Après plusieurs mois de suspension, le projet de la centrale photovoltaïque de Tshipuka s’apprête à redémarrer. L’annonce a été faite ce mardi 20 janvier par le ministre provincial du Plan, Charles Kamanga Nsenda, qui rassure que le projet n’a jamais été abandonné. Sa relance se fera désormais sous la coordination de l’Agence nationale de l’électrification et des services énergétiques en milieux rural et périurbain (ANSER), marquant la fin du partenariat avec le consortium égyptien.
Selon le ministre, l’arrêt des travaux trouve son origine dans des problèmes de gouvernance et dans l’asphyxie financière de l’entreprise exécutante. Celle-ci avait contracté un prêt bancaire au moment où l’Inspection Générale des Finances menait des contrôles au Fonds de Promotion de l’Industrie (FPI). Lorsque le processus de paiement a finalement été enclenché, une grande partie des fonds avait été absorbée par le remboursement de la dette et des intérêts élevés, paralysant ainsi l’exécution du projet.

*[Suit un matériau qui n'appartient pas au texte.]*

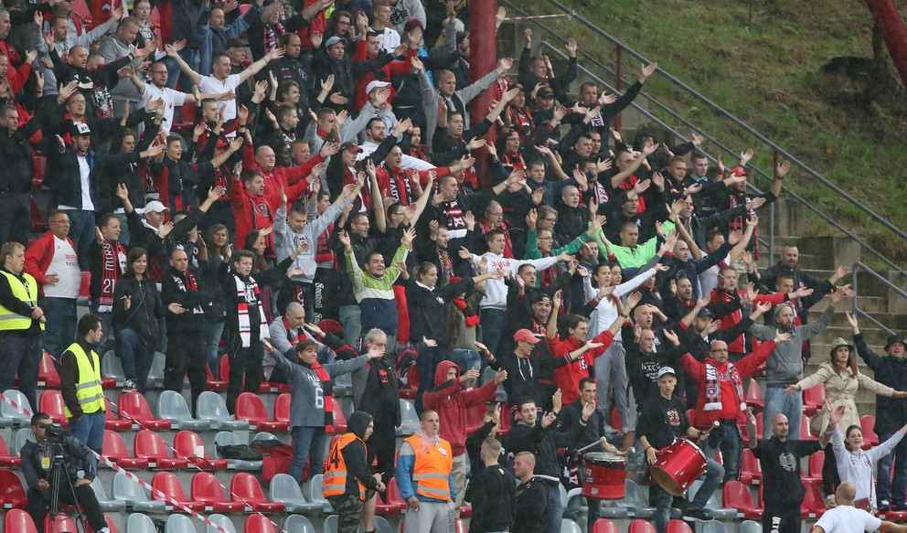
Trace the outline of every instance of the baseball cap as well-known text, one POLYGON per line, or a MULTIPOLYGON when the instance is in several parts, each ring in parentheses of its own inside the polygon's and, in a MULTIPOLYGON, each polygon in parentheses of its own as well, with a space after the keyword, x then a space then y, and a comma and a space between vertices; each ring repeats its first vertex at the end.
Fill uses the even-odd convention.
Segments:
POLYGON ((678 377, 678 373, 674 371, 674 368, 672 368, 670 367, 662 367, 661 368, 658 368, 658 378, 657 378, 658 379, 661 379, 661 377, 662 376, 667 376, 668 374, 670 374, 671 376, 674 376, 675 378, 678 377))
POLYGON ((144 205, 145 213, 163 213, 169 210, 168 208, 165 208, 164 204, 157 200, 152 200, 144 205))
POLYGON ((347 39, 337 36, 330 37, 327 38, 327 41, 325 43, 325 48, 329 48, 337 43, 342 43, 343 45, 346 46, 347 39))
POLYGON ((529 330, 528 330, 528 329, 526 329, 524 327, 523 329, 517 330, 517 333, 513 334, 513 340, 514 340, 514 342, 519 342, 519 341, 523 340, 523 341, 526 341, 526 342, 528 342, 529 344, 534 345, 537 342, 539 342, 539 337, 537 337, 536 336, 532 335, 532 332, 531 331, 529 331, 529 330))
POLYGON ((369 94, 375 89, 383 89, 385 87, 389 87, 389 81, 379 81, 378 80, 372 80, 366 86, 366 94, 369 94))
POLYGON ((352 152, 353 154, 362 153, 362 148, 359 148, 359 145, 357 144, 356 143, 344 143, 343 144, 340 145, 340 149, 347 150, 349 152, 352 152))

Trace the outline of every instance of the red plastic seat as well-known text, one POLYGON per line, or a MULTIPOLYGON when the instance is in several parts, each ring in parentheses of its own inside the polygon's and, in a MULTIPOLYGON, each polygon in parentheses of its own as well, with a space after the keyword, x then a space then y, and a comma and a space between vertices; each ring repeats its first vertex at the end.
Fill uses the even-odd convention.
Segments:
POLYGON ((63 395, 59 390, 45 390, 37 400, 37 410, 48 413, 54 423, 65 428, 69 425, 69 419, 66 418, 64 407, 63 395))
POLYGON ((406 508, 406 502, 403 501, 403 496, 400 496, 396 478, 391 477, 388 482, 387 498, 387 503, 381 502, 381 498, 378 499, 375 514, 381 516, 402 514, 403 509, 406 508))
POLYGON ((189 462, 182 457, 173 457, 164 443, 164 439, 151 430, 142 430, 135 433, 133 442, 136 457, 148 460, 151 468, 187 468, 189 462))
POLYGON ((347 432, 347 416, 343 414, 343 410, 340 409, 340 402, 335 400, 334 404, 334 434, 339 435, 341 433, 347 432))
POLYGON ((264 409, 261 399, 251 392, 243 392, 236 400, 236 420, 249 421, 249 425, 260 432, 286 432, 287 422, 272 420, 264 409))
POLYGON ((803 391, 803 414, 813 416, 825 403, 825 383, 810 387, 803 391))
POLYGON ((153 500, 165 501, 167 502, 166 509, 179 511, 179 507, 174 506, 174 505, 168 501, 167 498, 176 500, 181 506, 188 507, 193 511, 204 511, 205 502, 193 501, 186 497, 186 493, 183 491, 183 485, 180 485, 179 480, 176 479, 176 474, 172 472, 158 472, 155 474, 155 477, 151 479, 151 486, 164 493, 166 497, 160 496, 155 491, 151 491, 151 497, 153 500))
MULTIPOLYGON (((814 453, 815 455, 815 453, 814 453)), ((744 485, 759 485, 763 480, 763 469, 752 450, 743 448, 743 460, 741 464, 740 481, 744 485)))
POLYGON ((321 322, 318 323, 318 327, 320 327, 325 333, 330 333, 337 336, 343 335, 343 326, 340 325, 340 323, 336 320, 322 318, 321 322))
POLYGON ((290 393, 284 392, 274 400, 274 420, 290 423, 290 393))
POLYGON ((148 460, 130 454, 120 433, 111 430, 104 430, 104 455, 121 468, 136 470, 148 468, 148 460))
MULTIPOLYGON (((114 411, 112 404, 109 398, 104 399, 104 404, 107 407, 106 412, 104 412, 104 429, 110 430, 112 432, 122 432, 125 430, 133 429, 133 421, 127 421, 125 419, 120 418, 119 411, 114 411)), ((107 451, 107 445, 104 445, 104 451, 107 451)))
POLYGON ((630 528, 627 531, 628 533, 655 533, 655 526, 646 520, 636 518, 630 522, 630 528))
MULTIPOLYGON (((227 390, 226 379, 215 379, 214 374, 211 373, 211 368, 208 365, 205 365, 205 371, 208 372, 208 381, 205 382, 205 390, 214 390, 215 392, 223 392, 224 390, 227 390)), ((219 368, 218 368, 218 371, 220 371, 219 368)))
POLYGON ((79 528, 76 528, 76 521, 72 519, 72 517, 69 515, 57 515, 51 517, 48 515, 44 518, 44 530, 53 531, 54 533, 79 533, 79 528))
POLYGON ((617 524, 611 520, 599 518, 592 526, 592 533, 620 533, 620 529, 617 528, 617 524))
POLYGON ((737 509, 738 517, 742 515, 744 518, 752 519, 763 517, 763 509, 752 503, 750 490, 742 483, 739 481, 725 482, 721 496, 724 500, 724 506, 737 509))
POLYGON ((3 518, 4 531, 16 531, 16 533, 37 533, 37 528, 31 519, 31 515, 22 509, 13 509, 6 512, 3 518))
POLYGON ((205 503, 205 511, 215 513, 241 513, 246 506, 242 502, 228 500, 220 482, 210 472, 199 472, 192 476, 192 499, 205 503))
MULTIPOLYGON (((28 504, 19 477, 12 470, 0 470, 0 504, 4 509, 25 509, 28 504)), ((6 531, 15 530, 6 528, 6 531)))
POLYGON ((120 395, 120 416, 136 421, 144 430, 169 430, 170 421, 156 419, 151 414, 148 401, 139 391, 125 392, 120 395))
POLYGON ((6 449, 6 442, 0 439, 0 466, 5 468, 18 468, 22 465, 22 458, 13 455, 6 449))
POLYGON ((261 485, 248 472, 240 472, 233 476, 229 482, 229 492, 233 493, 237 500, 251 506, 252 511, 256 513, 283 513, 286 510, 283 502, 272 502, 264 497, 261 485))
POLYGON ((48 352, 44 352, 41 362, 37 366, 37 386, 47 389, 59 389, 59 373, 48 352))
MULTIPOLYGON (((879 435, 876 434, 876 417, 871 414, 864 414, 859 417, 859 427, 863 431, 863 446, 864 450, 869 450, 873 446, 879 445, 879 435)), ((847 431, 847 428, 844 429, 847 431)))
POLYGON ((250 515, 243 528, 245 533, 274 533, 274 524, 262 515, 250 515))
POLYGON ((804 483, 806 489, 806 496, 803 496, 803 504, 800 506, 801 514, 806 512, 804 518, 818 518, 825 513, 825 498, 819 492, 819 485, 812 483, 804 483))
POLYGON ((750 379, 750 387, 746 389, 746 405, 752 408, 755 412, 762 411, 765 407, 765 399, 763 397, 763 389, 755 379, 750 379))
POLYGON ((694 533, 687 522, 683 520, 671 520, 667 523, 667 533, 694 533))
POLYGON ((227 470, 227 460, 212 459, 208 456, 201 437, 195 432, 183 430, 176 433, 173 440, 173 447, 176 451, 176 455, 187 459, 189 463, 202 470, 227 470))
MULTIPOLYGON (((107 513, 104 513, 104 521, 107 522, 107 528, 110 529, 110 532, 116 533, 116 523, 107 513)), ((87 522, 85 524, 85 528, 88 529, 88 533, 95 533, 94 529, 91 528, 91 524, 88 524, 87 522)))

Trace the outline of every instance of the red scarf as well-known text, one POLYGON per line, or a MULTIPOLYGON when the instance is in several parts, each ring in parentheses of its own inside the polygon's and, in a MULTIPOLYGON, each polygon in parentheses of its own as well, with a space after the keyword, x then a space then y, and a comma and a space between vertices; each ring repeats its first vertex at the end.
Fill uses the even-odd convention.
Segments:
POLYGON ((463 314, 463 318, 466 322, 466 327, 475 327, 479 323, 479 317, 475 314, 475 311, 469 305, 466 305, 466 302, 463 298, 454 298, 453 302, 460 309, 460 313, 463 314))
POLYGON ((106 313, 113 310, 113 290, 116 287, 116 281, 126 273, 126 251, 119 240, 112 242, 105 239, 101 243, 101 253, 102 254, 101 296, 98 299, 98 311, 106 313))
POLYGON ((321 389, 325 395, 325 431, 328 433, 334 432, 334 381, 328 376, 327 370, 315 361, 312 363, 311 368, 318 374, 321 379, 321 389))

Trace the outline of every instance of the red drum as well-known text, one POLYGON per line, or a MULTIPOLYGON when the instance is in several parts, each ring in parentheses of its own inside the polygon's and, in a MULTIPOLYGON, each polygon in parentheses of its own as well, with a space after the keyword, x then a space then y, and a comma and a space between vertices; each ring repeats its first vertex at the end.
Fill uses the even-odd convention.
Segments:
POLYGON ((582 496, 617 500, 624 497, 626 457, 591 452, 582 454, 582 496))
POLYGON ((649 467, 649 474, 661 488, 678 496, 702 475, 708 467, 699 447, 686 439, 678 439, 658 451, 658 460, 649 467))

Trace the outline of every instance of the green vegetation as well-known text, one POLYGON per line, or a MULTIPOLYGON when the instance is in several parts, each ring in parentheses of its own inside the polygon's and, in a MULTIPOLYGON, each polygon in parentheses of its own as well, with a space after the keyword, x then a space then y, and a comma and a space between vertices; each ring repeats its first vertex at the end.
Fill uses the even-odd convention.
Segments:
MULTIPOLYGON (((528 14, 558 13, 546 0, 512 1, 528 14)), ((872 20, 862 3, 563 2, 907 229, 907 92, 880 41, 876 43, 880 60, 872 59, 872 20)), ((533 26, 537 38, 559 43, 573 36, 581 63, 589 65, 582 57, 588 54, 614 69, 614 47, 592 30, 565 18, 540 22, 556 35, 533 26)), ((518 31, 502 30, 500 37, 521 43, 521 29, 518 31)), ((623 66, 624 77, 635 79, 638 61, 624 54, 623 66)), ((614 81, 613 73, 591 65, 590 70, 614 81)), ((646 91, 735 152, 755 147, 751 165, 771 168, 773 155, 760 150, 752 136, 664 77, 653 76, 646 91)), ((648 109, 688 135, 688 128, 667 113, 654 105, 648 109)), ((722 153, 708 144, 706 149, 713 155, 722 153)), ((722 155, 725 162, 733 163, 727 153, 722 155)), ((757 179, 755 185, 767 183, 757 179)), ((785 185, 899 264, 907 261, 902 240, 805 172, 795 168, 785 185)), ((803 227, 804 234, 835 233, 818 219, 804 220, 803 227)), ((864 254, 864 259, 869 256, 864 254)))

Face à cette impasse, les autorités provinciales ont intensifié les démarches. Le gouverneur du Kasaï Oriental s’est rendu à plusieurs reprises à Kinshasa pour plaider auprès de la direction générale du FPI. Ces efforts ont abouti à des engagements fermes en faveur de la reprise des travaux, ouvrant la voie à un nouveau modèle de gestion axé sur l’expertise nationale.
Pour rappel, lancée en 2021, la centrale de Tshipuka est implantée sur près de 80 hectares. Elle est appelée à produire 10 mégawatts, avec une capacité de stockage de 5 mégawatts, destinés à renforcer l’approvisionnement en électricité de la ville de Mbujimayi, confrontée depuis des années à un déficit énergétique chronique.
D’un coût estimé à 17 millions de dollars américains hors taxes, le projet est financé par le FPI et exécuté par le groupement HAC/PGESCo JV. Sa relance constitue un enjeu stratégique pour le développement économique local, la création d’emplois et l’amélioration des conditions de vie des populations. Plus qu’un simple chantier, Tshipuka symbolise désormais l’espoir d’une transition énergétique durable pour le Kasaï Oriental.